A confession: I find the tinkling piano at the beginning of Driving Home For Christmas the most evocative 10 seconds of music in the world. It brings me such comfort and joy that I listen to it in the height of summer while on particularly stressful deadlines.
Because the prospect of coming home for Christmas brings me incomparable calm; Frank Sinatra singing The First Noel, the reedy sound of a non-church going family singing hymns, bread sauce, three “kids” in their twenties laying out a carrot for Rudolph, eating my auntie’s bran muffins on Christmas morning.
But before I let you go thinking my family is totally Waltons, I’ll let you in on the bad bits too: arguments about EastEnders vs Doctor Who. Too much chocolate in the morning resulting in a migraine by noon. Too much sitting. Lingering moodiness between the active and inert camps (those who want a bracing country walk, those who want to watch Gone With The Wind).
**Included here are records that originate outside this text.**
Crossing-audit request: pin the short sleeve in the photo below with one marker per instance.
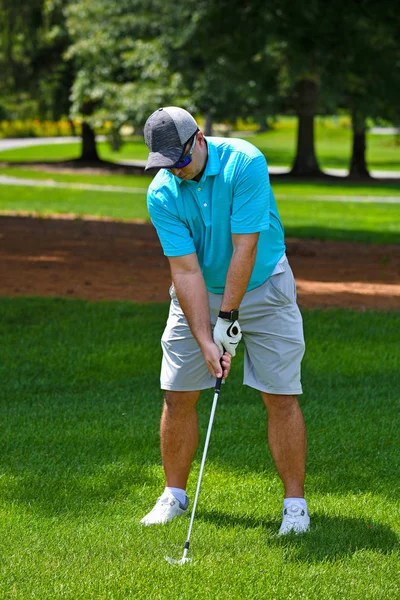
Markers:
(174, 235)
(251, 196)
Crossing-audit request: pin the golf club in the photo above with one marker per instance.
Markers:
(185, 558)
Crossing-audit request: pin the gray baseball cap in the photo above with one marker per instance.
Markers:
(166, 132)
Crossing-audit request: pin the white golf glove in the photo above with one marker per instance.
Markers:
(227, 335)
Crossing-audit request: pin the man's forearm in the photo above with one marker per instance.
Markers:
(193, 299)
(238, 277)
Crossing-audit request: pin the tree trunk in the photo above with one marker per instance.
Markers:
(89, 150)
(306, 163)
(358, 165)
(208, 123)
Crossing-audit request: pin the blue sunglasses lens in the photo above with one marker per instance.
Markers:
(183, 162)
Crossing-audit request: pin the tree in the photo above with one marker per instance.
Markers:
(32, 41)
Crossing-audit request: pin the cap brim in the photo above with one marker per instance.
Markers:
(164, 160)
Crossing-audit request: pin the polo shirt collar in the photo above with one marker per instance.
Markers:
(213, 165)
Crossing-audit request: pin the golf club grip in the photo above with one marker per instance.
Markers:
(218, 381)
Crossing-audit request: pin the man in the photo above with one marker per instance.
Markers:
(216, 217)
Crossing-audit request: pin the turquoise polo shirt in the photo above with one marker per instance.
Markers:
(233, 196)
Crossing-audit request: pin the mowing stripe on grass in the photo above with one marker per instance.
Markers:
(7, 180)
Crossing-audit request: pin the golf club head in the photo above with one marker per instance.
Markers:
(173, 561)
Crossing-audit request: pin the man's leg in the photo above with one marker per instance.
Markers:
(179, 438)
(287, 441)
(179, 435)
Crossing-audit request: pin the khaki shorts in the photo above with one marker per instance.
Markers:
(272, 330)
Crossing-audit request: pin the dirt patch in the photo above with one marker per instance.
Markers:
(106, 260)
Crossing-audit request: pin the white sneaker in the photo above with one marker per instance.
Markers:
(167, 508)
(295, 518)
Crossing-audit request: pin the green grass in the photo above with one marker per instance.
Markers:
(45, 201)
(333, 147)
(80, 464)
(281, 187)
(134, 181)
(302, 217)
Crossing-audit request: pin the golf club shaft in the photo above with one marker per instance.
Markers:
(203, 460)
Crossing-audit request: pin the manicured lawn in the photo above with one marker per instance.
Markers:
(333, 147)
(282, 188)
(302, 216)
(80, 465)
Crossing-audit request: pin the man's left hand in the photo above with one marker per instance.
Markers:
(227, 335)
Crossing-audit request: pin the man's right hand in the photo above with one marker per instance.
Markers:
(219, 366)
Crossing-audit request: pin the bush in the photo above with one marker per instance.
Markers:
(36, 128)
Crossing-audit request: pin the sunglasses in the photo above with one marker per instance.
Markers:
(187, 159)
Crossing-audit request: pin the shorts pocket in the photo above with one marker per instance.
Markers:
(282, 288)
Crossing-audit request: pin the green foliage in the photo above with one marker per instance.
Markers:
(80, 463)
(37, 128)
(35, 79)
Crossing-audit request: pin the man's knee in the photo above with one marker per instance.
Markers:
(180, 401)
(280, 403)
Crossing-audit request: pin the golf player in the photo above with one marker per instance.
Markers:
(215, 214)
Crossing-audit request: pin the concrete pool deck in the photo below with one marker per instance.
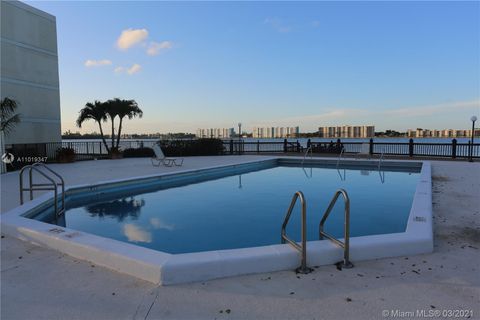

Snapping between the academics and the zombies (those who want to play a complicated new board game, those who want to eat more Lindor on the sofa). And my mother, God love her, buys the following things every year that no one eats: walnuts, pickled walnuts, salted caramel vodka, Victorian-style chutney, jarred cranberry sauce (in case anyone finds the home-made a bit tart).
But coming home for Christmas is not about it being perfect – it’s about it just being there, waiting for you. Like it is every year. A home full of wonderful and difficult people you love, coming together to sing and eat and argue. How perfect.